Broncos All-Time Top 5 QBs: The Hall of the Mountain King
John Elway becomes a legend. The Big Hummer defies time. Brian Griese tumbles down a driveway.
BEHOLD! ‘TIS I: ANGRY STORM GOD ELWAY, INFORMING THEE THAT I HAVE CAST MY DIVINE COUNTENANCE UPON THESE RANKINGS AND FOUND THEM PLEASING.
(I considered writing this whole feature in all caps and Walt Simonson Odin-speak. Then I remembered this is my primary source of income.)
1. John Elway
Once upon a time, as long removed from today as the Great Depression was to then, there was a quarterback so talented as an overall athlete that two different major league baseball teams tried to draft him as an outfielder. His senior college season coincided with a strike that wiped out half the NFL season. On any given weekend in the autumn of 1982, he was the best quarterback on television. In a time of tumult and chaos, he looked like a potential savior: for a franchise, or perhaps even a league.
A cantankerous old drunkard drafted him and tried to force him to join what was left of his crumbling bayside empire. The upstart refused. He threatened to play baseball instead. The flamboyant king of the realm’s most storied sports franchise publicly wooed him. The young quarterback was threatening the very institution of professional football before he ever took a snap! Eventually, a peace was brokered, and the hotshot journeyed to the mountain kingdom, a place of great barrenness and sorrow.
At first, the quarterback was so shaky that he sometimes lined up behind the guard instead of the center. (“Wrong guy! Wrong guy!” his teammates shouted.) But he grew up quickly, suddenly. Tales circulated of the “Elway Cross,” the stigmata delivered by the young crusader, whose passes delivered such a blow to their receivers that the stitching on the football branded their chests.
His team reached the playoffs in his second season, the Big Game in the fourth. The youngster became a seasoned veteran. His college rivals became his pro rivals: the cocky Miami kid, now in Buffalo; the party boy from Pittsburgh, now in Miami. They dueled in the regular season and the playoffs. They were brash. A little arrogant. They smashed records. They reset expectations.
Oh, but the ultimate prize eluded our hero. His team was trounced by Giants in his first trip to the Big Game.
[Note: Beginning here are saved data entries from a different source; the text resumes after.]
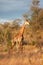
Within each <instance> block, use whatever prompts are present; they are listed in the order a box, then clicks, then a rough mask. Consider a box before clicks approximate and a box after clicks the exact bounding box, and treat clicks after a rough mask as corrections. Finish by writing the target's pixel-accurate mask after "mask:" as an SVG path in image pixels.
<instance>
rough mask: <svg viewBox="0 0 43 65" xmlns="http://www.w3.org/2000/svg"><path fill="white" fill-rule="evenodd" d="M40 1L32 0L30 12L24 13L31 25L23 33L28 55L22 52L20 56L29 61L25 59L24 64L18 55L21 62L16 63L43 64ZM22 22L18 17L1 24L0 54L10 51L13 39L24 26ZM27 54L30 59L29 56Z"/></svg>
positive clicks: (25, 50) (27, 26)
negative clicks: (31, 4) (40, 58)
mask: <svg viewBox="0 0 43 65" xmlns="http://www.w3.org/2000/svg"><path fill="white" fill-rule="evenodd" d="M39 3H40V1H39V0H32V5H31V7H30V12H27V13H25V14H23V18H24V19H25V20H28V22H29V23H30V25H29V26H26V27H25V30H24V34H23V36H24V41H25V43H27V45H25V44H24V46H23V51H24V52H23V54H24V53H25V54H26V55H25V54H24V56H23V55H22V54H20V55H22V56H20V58H21V57H23V58H24V59H27V62H26V60H24V64H22V62H23V61H22V60H23V59H21V61H20V59H18V56H17V59H18V60H19V61H20V63H21V64H20V63H18V64H17V63H16V64H15V65H43V62H42V61H43V8H40V5H39ZM17 21H19V22H17ZM24 22H25V21H24ZM20 23H21V20H20V19H17V20H14V21H13V22H5V23H3V24H0V54H3V53H7V52H9V49H10V47H11V46H12V43H11V40H12V39H13V37H14V36H15V35H16V34H17V33H18V31H19V30H20V28H21V26H22V25H20ZM14 50H15V48H14V49H13V51H12V50H11V53H13V52H15V51H14ZM7 54H8V53H7ZM32 55H33V56H32ZM27 56H28V58H29V59H28V58H27ZM0 57H1V56H0ZM34 57H35V58H34ZM38 57H39V58H38ZM36 58H37V59H38V60H39V59H40V58H42V61H41V60H39V61H38V60H37V61H36V60H35V59H36ZM15 60H16V59H15ZM32 60H33V61H32ZM13 61H14V58H13ZM29 62H30V63H29ZM35 62H36V64H35ZM6 65H7V64H6ZM10 65H14V64H10Z"/></svg>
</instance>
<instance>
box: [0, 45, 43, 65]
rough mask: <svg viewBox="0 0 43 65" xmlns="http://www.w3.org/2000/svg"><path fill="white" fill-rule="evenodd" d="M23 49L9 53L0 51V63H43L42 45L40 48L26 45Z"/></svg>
mask: <svg viewBox="0 0 43 65" xmlns="http://www.w3.org/2000/svg"><path fill="white" fill-rule="evenodd" d="M24 49H25V50H24V51H23V52H18V53H17V52H16V53H12V54H11V55H8V54H7V53H4V52H3V53H0V65H43V47H42V50H40V49H39V48H36V47H28V46H27V47H25V48H24Z"/></svg>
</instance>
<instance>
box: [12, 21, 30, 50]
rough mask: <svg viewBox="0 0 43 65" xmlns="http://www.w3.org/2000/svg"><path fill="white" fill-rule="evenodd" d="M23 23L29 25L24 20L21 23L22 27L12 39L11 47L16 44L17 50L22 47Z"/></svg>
mask: <svg viewBox="0 0 43 65" xmlns="http://www.w3.org/2000/svg"><path fill="white" fill-rule="evenodd" d="M25 25H29V22H28V21H27V20H26V21H25V22H24V24H23V25H22V27H21V29H20V30H19V32H18V34H17V35H16V36H15V37H14V39H13V40H12V47H11V48H13V47H14V46H16V49H17V51H19V50H20V48H22V41H23V39H24V37H23V33H24V29H25Z"/></svg>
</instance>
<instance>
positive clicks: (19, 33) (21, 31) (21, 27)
mask: <svg viewBox="0 0 43 65" xmlns="http://www.w3.org/2000/svg"><path fill="white" fill-rule="evenodd" d="M24 29H25V25H23V26H22V27H21V29H20V31H19V34H20V35H23V33H24Z"/></svg>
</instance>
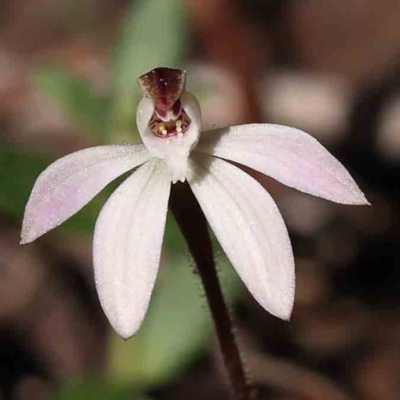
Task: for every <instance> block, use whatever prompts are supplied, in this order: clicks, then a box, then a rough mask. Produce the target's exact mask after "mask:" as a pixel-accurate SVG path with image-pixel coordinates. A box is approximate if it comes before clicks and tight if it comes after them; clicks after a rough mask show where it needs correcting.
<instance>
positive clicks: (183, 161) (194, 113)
mask: <svg viewBox="0 0 400 400" xmlns="http://www.w3.org/2000/svg"><path fill="white" fill-rule="evenodd" d="M180 100H181V102H182V107H183V109H184V110H185V112H186V114H187V115H188V116H189V118H190V119H191V121H192V122H191V124H190V127H189V129H188V130H187V131H186V132H185V133H184V134H183V135H181V136H180V137H179V136H176V137H173V138H160V137H157V136H155V135H154V134H153V133H152V132H151V130H150V128H149V122H150V119H151V117H152V115H153V113H154V104H153V102H152V100H151V99H149V98H147V97H143V99H142V100H141V102H140V103H139V106H138V111H137V114H136V123H137V126H138V130H139V132H140V135H141V137H142V140H143V143H144V144H145V145H146V147H147V148H148V150H149V151H150V152H151V153H152V154H153V155H154V156H155V157H159V158H162V159H163V160H165V162H166V163H167V166H168V169H169V170H170V172H171V177H172V181H173V182H174V183H175V182H177V181H179V180H180V181H182V182H184V181H185V179H186V171H187V160H188V157H189V154H190V152H191V151H192V149H193V148H194V147H195V146H196V144H197V142H198V139H199V135H200V129H201V113H200V106H199V103H198V102H197V100H196V98H195V97H194V96H193V95H192V94H190V93H188V92H184V93H183V94H182V95H181V98H180Z"/></svg>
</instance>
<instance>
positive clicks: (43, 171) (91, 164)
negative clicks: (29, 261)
mask: <svg viewBox="0 0 400 400" xmlns="http://www.w3.org/2000/svg"><path fill="white" fill-rule="evenodd" d="M150 158H151V155H150V153H149V152H148V151H147V150H146V148H145V147H144V146H143V145H109V146H97V147H92V148H89V149H84V150H80V151H77V152H75V153H72V154H69V155H67V156H65V157H62V158H60V159H59V160H57V161H56V162H54V163H53V164H51V165H50V166H49V167H48V168H47V169H45V170H44V171H43V172H42V173H41V174H40V175H39V177H38V179H37V180H36V182H35V185H34V187H33V190H32V193H31V195H30V198H29V200H28V203H27V205H26V209H25V215H24V221H23V224H22V231H21V243H29V242H32V241H33V240H35V239H37V238H38V237H39V236H41V235H43V234H45V233H46V232H48V231H49V230H51V229H53V228H55V227H56V226H58V225H60V224H61V223H62V222H64V221H65V220H67V219H68V218H69V217H71V216H72V215H74V214H75V213H76V212H78V211H79V210H80V209H81V208H82V207H84V206H85V205H86V204H87V203H88V202H89V201H90V200H92V199H93V197H95V196H96V195H97V194H98V193H99V192H100V191H101V190H102V189H103V188H104V187H105V186H107V185H108V184H109V183H110V182H111V181H113V180H114V179H116V178H117V177H118V176H120V175H122V174H123V173H125V172H127V171H129V170H130V169H132V168H135V167H137V166H138V165H140V164H142V163H144V162H145V161H147V160H149V159H150Z"/></svg>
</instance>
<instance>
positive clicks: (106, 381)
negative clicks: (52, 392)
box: [56, 380, 144, 400]
mask: <svg viewBox="0 0 400 400" xmlns="http://www.w3.org/2000/svg"><path fill="white" fill-rule="evenodd" d="M56 398H57V400H100V399H101V400H144V398H143V397H141V396H140V397H139V396H137V395H135V394H132V390H131V389H129V388H127V387H121V386H116V385H113V384H111V383H110V382H107V381H104V380H76V381H71V382H68V383H67V384H65V385H64V386H63V387H61V388H60V389H59V390H58V392H57V397H56Z"/></svg>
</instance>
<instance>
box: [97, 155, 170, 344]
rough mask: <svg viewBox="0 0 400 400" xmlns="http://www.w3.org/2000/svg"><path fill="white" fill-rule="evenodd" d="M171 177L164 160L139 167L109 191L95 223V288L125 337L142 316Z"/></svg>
mask: <svg viewBox="0 0 400 400" xmlns="http://www.w3.org/2000/svg"><path fill="white" fill-rule="evenodd" d="M170 188H171V176H170V174H169V172H168V171H167V167H166V165H165V163H164V161H162V160H159V159H153V160H151V161H149V162H148V163H146V164H145V165H143V166H141V167H140V168H139V169H138V170H137V171H135V172H134V173H133V175H132V176H131V177H129V178H128V179H127V180H126V181H125V182H123V183H122V185H121V186H120V187H119V188H118V189H117V190H116V191H115V192H114V193H113V194H112V196H111V197H110V199H109V200H108V201H107V203H106V204H105V206H104V207H103V209H102V211H101V213H100V216H99V218H98V220H97V222H96V227H95V233H94V243H93V259H94V260H93V262H94V271H95V280H96V287H97V292H98V295H99V298H100V302H101V305H102V307H103V310H104V312H105V314H106V316H107V318H108V319H109V321H110V323H111V325H112V326H113V328H114V329H115V331H116V332H117V333H118V334H119V335H120V336H122V337H123V338H125V339H127V338H129V337H130V336H132V335H134V334H135V333H136V331H137V330H138V329H139V327H140V325H141V324H142V321H143V319H144V316H145V314H146V311H147V308H148V305H149V301H150V296H151V293H152V290H153V287H154V283H155V280H156V276H157V271H158V266H159V263H160V254H161V247H162V240H163V236H164V228H165V221H166V216H167V207H168V199H169V194H170Z"/></svg>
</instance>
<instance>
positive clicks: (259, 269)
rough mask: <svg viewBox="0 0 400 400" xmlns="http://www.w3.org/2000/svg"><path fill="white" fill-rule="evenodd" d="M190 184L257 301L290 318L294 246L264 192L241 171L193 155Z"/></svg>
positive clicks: (276, 207)
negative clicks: (293, 245)
mask: <svg viewBox="0 0 400 400" xmlns="http://www.w3.org/2000/svg"><path fill="white" fill-rule="evenodd" d="M187 179H188V182H189V184H190V186H191V188H192V190H193V193H194V194H195V196H196V198H197V199H198V201H199V203H200V206H201V208H202V209H203V211H204V214H205V216H206V217H207V219H208V222H209V224H210V226H211V228H212V229H213V231H214V233H215V235H216V236H217V238H218V240H219V242H220V243H221V246H222V248H223V249H224V251H225V253H226V255H227V256H228V258H229V260H230V261H231V263H232V265H233V266H234V267H235V269H236V271H237V272H238V274H239V276H240V277H241V279H242V280H243V282H244V284H245V285H246V286H247V288H248V289H249V291H250V292H251V294H252V295H253V296H254V297H255V299H256V300H257V301H258V302H259V303H260V304H261V306H263V307H264V308H265V309H266V310H267V311H269V312H270V313H271V314H273V315H275V316H277V317H280V318H282V319H289V318H290V314H291V311H292V307H293V301H294V290H295V274H294V260H293V253H292V247H291V244H290V240H289V236H288V233H287V230H286V226H285V224H284V222H283V219H282V217H281V215H280V213H279V210H278V208H277V206H276V204H275V203H274V201H273V200H272V198H271V196H270V195H269V194H268V193H267V191H266V190H265V189H264V188H263V187H262V186H261V185H260V184H259V183H258V182H257V181H256V180H255V179H253V178H252V177H251V176H249V175H248V174H246V173H245V172H243V171H242V170H240V169H239V168H237V167H235V166H233V165H231V164H229V163H227V162H226V161H224V160H220V159H218V158H215V157H210V156H206V155H199V154H196V155H195V156H192V157H191V161H190V164H189V173H188V178H187Z"/></svg>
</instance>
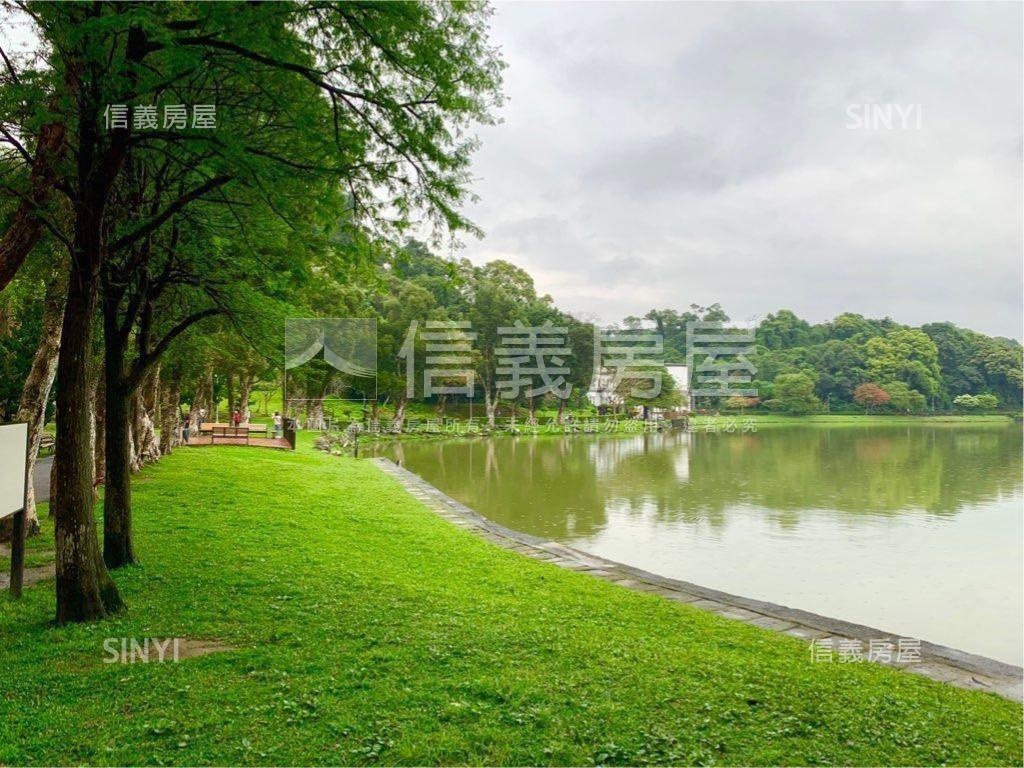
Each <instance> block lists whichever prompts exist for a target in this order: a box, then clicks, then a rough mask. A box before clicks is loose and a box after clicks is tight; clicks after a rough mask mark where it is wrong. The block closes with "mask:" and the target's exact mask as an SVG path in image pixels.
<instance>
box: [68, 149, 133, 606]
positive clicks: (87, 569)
mask: <svg viewBox="0 0 1024 768" xmlns="http://www.w3.org/2000/svg"><path fill="white" fill-rule="evenodd" d="M81 154H82V151H80V155H81ZM80 164H81V165H83V166H85V167H88V165H87V164H86V163H85V162H84V160H80ZM101 220H102V204H101V203H100V204H98V205H97V204H95V202H94V201H93V205H88V203H87V202H86V201H82V202H80V203H79V210H77V211H76V217H75V243H74V248H73V253H72V267H71V275H70V280H69V286H68V300H67V302H66V304H65V312H63V322H62V332H61V333H62V338H61V341H60V352H59V354H58V357H57V409H56V454H55V456H54V459H53V477H54V479H55V480H56V481H55V482H54V483H53V487H52V489H51V502H50V509H51V514H52V517H53V523H54V526H53V527H54V550H55V557H56V603H57V605H56V621H57V623H58V624H65V623H67V622H85V621H90V620H95V618H102V617H103V616H105V615H108V614H109V613H111V612H113V611H117V610H120V609H121V608H122V607H123V605H124V604H123V602H122V600H121V596H120V594H118V589H117V587H116V586H115V584H114V582H113V580H112V579H111V577H110V574H109V573H108V572H106V567H105V566H104V565H103V561H102V558H101V557H100V555H99V542H98V541H97V539H96V522H95V518H94V516H93V498H92V493H93V488H92V484H93V478H94V474H93V463H92V460H93V456H92V452H93V445H92V441H91V440H90V439H89V437H90V432H91V425H90V423H89V422H90V418H89V417H90V415H91V414H90V410H89V408H88V404H87V402H86V399H87V397H88V395H89V389H90V388H89V354H90V351H91V342H92V322H93V317H94V315H95V312H96V295H97V292H98V288H99V264H100V254H101V250H100V249H101V242H100V222H101Z"/></svg>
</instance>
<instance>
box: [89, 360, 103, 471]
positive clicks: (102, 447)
mask: <svg viewBox="0 0 1024 768" xmlns="http://www.w3.org/2000/svg"><path fill="white" fill-rule="evenodd" d="M89 381H90V389H89V397H88V399H87V400H86V402H87V404H88V408H89V414H90V416H89V424H90V425H91V431H90V434H89V439H91V440H92V473H93V483H92V484H93V486H96V485H100V484H102V482H103V480H104V478H105V477H106V437H105V434H106V432H105V427H104V424H105V423H106V383H105V377H104V376H103V370H102V366H100V369H99V371H92V373H91V374H90V377H89Z"/></svg>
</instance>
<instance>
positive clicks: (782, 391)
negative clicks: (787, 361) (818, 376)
mask: <svg viewBox="0 0 1024 768" xmlns="http://www.w3.org/2000/svg"><path fill="white" fill-rule="evenodd" d="M765 404H766V406H768V407H769V408H771V409H772V410H777V411H781V412H783V413H786V414H793V415H801V414H812V413H814V412H816V411H818V410H820V408H821V401H820V400H819V399H818V398H817V396H816V395H815V394H814V379H812V378H811V377H810V376H808V375H807V374H780V375H779V376H777V377H775V382H774V388H773V392H772V399H770V400H769V401H768V402H766V403H765Z"/></svg>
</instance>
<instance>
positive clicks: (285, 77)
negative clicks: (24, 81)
mask: <svg viewBox="0 0 1024 768" xmlns="http://www.w3.org/2000/svg"><path fill="white" fill-rule="evenodd" d="M28 8H29V12H30V13H31V14H32V17H33V18H34V19H35V22H36V24H37V26H38V32H39V35H40V38H41V40H43V41H44V42H45V43H46V47H45V52H46V54H47V60H46V62H45V63H46V66H45V67H44V68H43V69H42V70H41V73H42V74H43V75H44V77H39V78H35V77H34V78H31V80H32V81H33V82H44V83H47V84H49V87H50V88H51V93H50V94H49V95H60V96H68V97H67V98H54V99H52V100H51V99H49V98H39V99H37V100H36V101H35V103H37V104H43V105H44V106H45V105H51V106H49V109H42V110H39V111H37V112H36V114H37V115H40V113H41V115H40V117H39V118H37V119H36V121H35V123H31V124H30V123H29V122H26V124H25V125H22V126H18V129H19V130H20V131H22V133H24V134H26V135H29V136H30V139H32V140H34V141H35V142H36V143H38V142H39V141H40V139H39V137H38V136H32V131H33V129H34V125H36V124H38V125H43V126H45V125H52V124H59V125H62V126H63V127H65V135H66V137H67V139H68V141H69V143H71V144H72V145H73V146H74V147H75V158H74V160H75V162H74V163H71V162H65V163H58V164H57V166H58V167H57V170H56V172H55V173H54V174H53V179H54V180H53V188H55V189H58V190H60V191H61V193H63V194H65V196H66V197H67V199H68V202H69V204H70V209H71V212H70V219H71V222H72V225H71V231H70V233H68V234H61V233H59V232H58V233H57V236H58V237H60V238H61V240H62V241H63V242H65V243H66V244H67V246H68V248H69V250H70V251H71V254H72V259H71V263H72V265H73V266H72V268H71V274H70V280H69V290H68V298H67V302H66V304H65V312H63V318H62V323H61V327H62V343H61V347H60V353H59V356H58V364H57V438H56V444H57V454H56V457H55V459H54V476H55V478H56V482H55V483H54V487H53V493H52V499H51V510H52V512H53V516H54V520H55V526H54V527H55V538H56V548H55V549H56V561H57V564H56V582H57V621H58V622H69V621H84V620H89V618H96V617H101V616H103V615H105V614H106V613H109V612H111V611H115V610H118V609H119V608H120V607H121V605H122V602H121V599H120V596H119V595H118V593H117V589H116V588H115V586H114V584H113V582H112V581H111V580H110V577H109V575H108V573H106V571H105V567H104V566H103V564H102V562H101V560H100V558H99V554H98V544H97V542H96V536H95V527H94V523H93V519H92V509H91V508H92V486H93V474H92V469H91V451H92V446H91V441H89V440H88V438H87V436H88V435H89V434H90V423H89V422H90V417H89V414H90V407H89V402H88V397H89V391H90V384H89V367H88V359H89V352H90V349H91V346H92V318H93V316H94V314H95V309H96V306H97V295H98V291H99V281H100V274H101V272H102V269H103V265H104V262H105V260H106V259H108V258H109V256H110V255H111V254H112V253H116V252H119V251H124V250H130V249H131V248H133V247H136V246H137V245H139V244H141V243H142V242H144V241H145V239H146V238H148V237H150V236H152V234H154V233H156V232H157V231H158V229H160V228H161V227H162V226H164V225H165V224H167V223H168V222H169V221H170V220H171V219H172V218H173V217H174V216H175V215H178V214H180V213H182V212H183V211H184V209H186V208H187V207H188V206H189V204H191V203H194V202H196V201H199V200H201V199H204V198H209V197H217V196H219V195H220V193H221V191H222V190H223V191H226V190H227V189H228V188H229V187H231V188H233V187H237V186H242V185H248V186H250V187H252V188H255V189H269V190H272V189H274V185H275V183H276V182H278V181H280V180H281V178H283V177H284V176H285V175H286V174H293V175H295V176H301V175H303V174H309V175H312V176H319V177H323V178H333V179H334V180H335V181H336V182H337V183H340V184H343V185H344V187H345V189H346V194H347V198H348V201H349V205H350V210H351V216H352V218H353V220H357V221H360V222H364V223H366V224H367V225H368V226H373V227H376V228H380V229H382V230H395V229H396V228H400V227H401V226H403V225H404V224H407V223H408V222H409V220H410V219H411V218H412V216H413V214H414V212H417V211H423V212H425V213H426V214H427V215H428V216H430V217H431V218H432V219H433V221H435V222H436V223H437V224H440V225H442V226H446V227H449V228H454V229H458V228H460V227H471V225H470V224H469V222H468V221H466V220H465V219H464V218H463V217H462V216H461V214H459V213H458V204H459V203H460V202H461V201H462V200H463V199H464V197H465V195H466V186H467V181H468V176H467V173H466V169H467V167H468V162H469V153H470V151H471V150H472V148H473V140H472V138H471V137H467V132H466V129H467V128H468V127H469V126H470V125H471V124H472V123H473V122H480V121H487V120H489V110H490V108H492V106H493V105H494V104H495V103H496V102H497V99H498V96H497V88H498V85H499V82H500V71H501V65H500V62H499V60H498V58H497V55H496V54H495V51H494V50H493V49H492V48H490V47H489V46H488V45H487V42H486V27H485V22H486V15H487V12H486V10H485V9H481V8H480V7H479V6H458V7H456V6H451V7H450V6H439V5H432V4H425V3H424V4H390V5H364V4H346V5H340V4H339V5H332V6H327V5H309V4H298V3H288V4H273V5H271V4H262V5H260V4H245V5H241V4H233V3H231V4H228V3H224V4H216V5H215V4H210V5H201V4H194V5H187V6H177V5H159V4H154V5H138V4H131V5H129V4H124V5H114V4H98V3H97V4H89V5H75V4H69V5H48V4H39V5H35V4H33V5H31V6H28ZM196 73H203V74H205V75H207V76H209V79H210V83H211V90H210V91H208V92H207V94H206V95H208V96H212V97H213V98H214V100H216V101H217V102H219V103H223V104H225V105H227V106H228V108H229V109H230V110H232V111H234V114H236V115H237V116H239V117H240V119H242V118H243V116H244V117H245V119H247V120H248V122H249V123H250V124H252V125H256V124H258V123H260V122H262V124H263V126H264V130H263V131H261V132H259V133H258V134H255V135H256V139H255V140H254V142H253V143H251V144H247V143H244V142H243V141H239V140H236V139H234V138H233V137H232V136H231V135H230V134H229V133H225V132H220V133H217V134H207V135H198V134H196V133H194V132H188V131H185V132H182V133H176V132H173V131H159V130H158V131H152V132H148V133H139V132H135V131H133V129H132V128H131V127H130V125H128V126H123V127H122V126H114V127H112V129H111V130H109V131H106V130H104V129H103V127H102V126H103V124H104V122H103V116H104V109H105V106H106V105H109V104H119V103H125V104H132V103H138V102H140V101H141V100H142V99H144V98H146V97H147V96H148V95H150V94H152V93H154V92H156V91H157V90H158V89H159V88H161V87H163V85H164V84H167V83H178V82H181V83H183V84H188V83H191V84H196V83H197V82H199V81H197V80H196V78H195V77H194V76H195V74H196ZM189 78H191V80H189ZM18 79H20V78H18ZM183 87H184V86H183ZM200 87H202V85H201V84H200ZM43 95H46V94H43ZM191 95H195V91H193V92H191ZM143 102H144V101H143ZM185 102H193V103H195V102H196V101H195V100H193V99H187V100H186V101H185ZM40 130H41V129H40ZM32 140H30V144H31V143H32V142H33V141H32ZM148 146H152V147H156V148H157V151H158V152H159V151H165V152H169V153H170V152H174V151H176V152H180V153H181V155H182V156H184V157H185V158H187V157H190V158H191V163H193V167H194V168H195V169H196V171H197V173H199V174H202V175H203V176H204V180H202V181H200V182H199V183H198V184H197V185H195V186H191V187H188V188H186V189H183V190H182V191H181V194H180V195H179V196H178V198H177V199H176V200H174V201H173V202H171V203H170V204H169V205H167V206H166V207H164V208H162V209H158V210H154V211H151V212H150V213H148V215H146V216H145V217H144V218H143V219H141V220H140V221H124V220H121V221H112V220H111V217H110V214H111V212H112V209H111V205H110V204H111V202H112V199H113V194H114V190H115V187H116V184H117V182H118V179H119V177H120V176H121V173H122V169H123V168H124V167H125V164H126V161H127V159H128V158H129V157H130V156H131V155H132V153H134V152H137V151H138V150H140V148H144V147H148ZM283 148H284V150H285V152H282V150H283ZM296 151H301V152H299V155H298V157H299V160H298V161H295V160H293V157H295V155H294V153H295V152H296ZM310 156H315V157H316V160H315V162H308V160H307V158H309V157H310ZM34 195H35V191H34V189H33V187H32V186H31V185H30V187H29V191H27V193H23V194H22V195H20V196H19V198H18V201H19V203H22V202H25V201H26V200H28V201H29V202H30V204H31V203H32V200H33V196H34ZM37 209H38V206H34V207H33V210H34V211H36V213H37V215H42V214H41V213H40V212H39V211H38V210H37ZM109 236H110V237H109Z"/></svg>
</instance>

A well-oiled machine from the Capital City embarrassed him in the second. The glittering Champion of His Era donned his golden armor and absolutely humiliated him in the third. The quarterback developed a reputation, one his detractors seized upon: he could not win the Big Game.
Of course he could not win the Big Game. Not by himself! He had no Hogs or Smurfs to do his bidding, no sorcerers of the west coast drawing up his battle plans. His defenses were strong, but he often appeared to be charging into the breach by himself. Still, the mountain kingdom, which had never tasted victory, always teetered on the brink of rebellion against their not-quite savior. Now it was being tantalized annually. Better to be jesters in silly striped socks than endure such a fate.